C-689/13 PFE

Contentverzamelaar

C-689/13 PFE

Prejudiciële hofzaak

Zie bijlage rechts voor de verwijzingsuitspraak
Klik hier voor het volledige dossier van het Hof van Justitie

Termijnen: Motivering departement:   19 februari 2014
(Concept-) schriftelijke opmerkingen:   4 maart 2014
Schriftelijke opmerkingen:                   4 april 2014
Trefwoorden: openbare aanbestedingen; (gerechtelijke) procedure

Onderwerp
Richtlijn 89/665/EEG van de Raad van 21 december 1989 houdende de coördinatie van de wettelijke en bestuursrechtelijke bepalingen betreffende de toepassing van de beroepsprocedures inzake het plaatsen van overheidsopdrachten voor leveringen en voor de uitvoering van werken, zoals gewijzigd bij richtlijn 2007/66/EG van het Europees Parlement en de Raad van 11 december 2007.

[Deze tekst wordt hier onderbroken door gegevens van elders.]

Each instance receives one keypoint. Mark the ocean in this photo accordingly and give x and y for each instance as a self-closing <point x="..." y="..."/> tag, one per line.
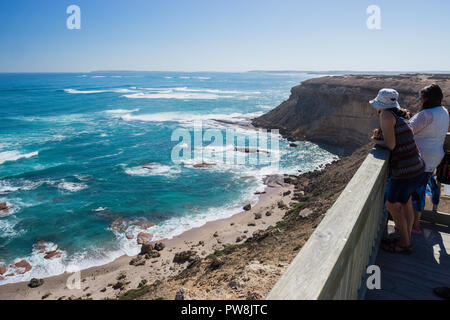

Airgest, de onderneming die de (civiele) luchthaven van Trapani-Birgi/ITA beheert, schrijft een openbare aanbesteding uit voor schoonmaakdiensten op de luchthaven. Verzoekster schrijft in maar krijgt de opdracht niet. Verzoekster gaat in beroep en verzoekt om nietigverklaring van de toelating tot de procedure van het winnende bedrijf (ATI). Ook GSA gaat in (incidenteel) beroep; zij maakt onderdeel uit van de (winnende) tijdelijke joint venture die ATI vormt en zij vraagt vernietiging van alle handelingen betreffende de toelating van verzoekster.
De regionale administratieve rechtbank (TAR Palermo) wijst beide beroepen toe en gaat daarmee in tegen een eerdere bindende aanbeveling van de ITA RvS, namelijk zich te houden aan het beginsel rechtens dat in procedures in eerste aanleg waarin een principaal én een incidenteel beroep zijn ingesteld, de betrokken TAR het incidentele beroep eerst dient te onderzoeken en, indien dit beroep gegrond is, moet vaststellen dat geen uitspraak meer hoeft te worden gedaan over het principale beroep, zonder dat laatstgenoemd beroep ten gronde hoeft te worden onderzocht (aangezien het rechtens geen doel meer dient, daar het incidentele beroep is toegewezen).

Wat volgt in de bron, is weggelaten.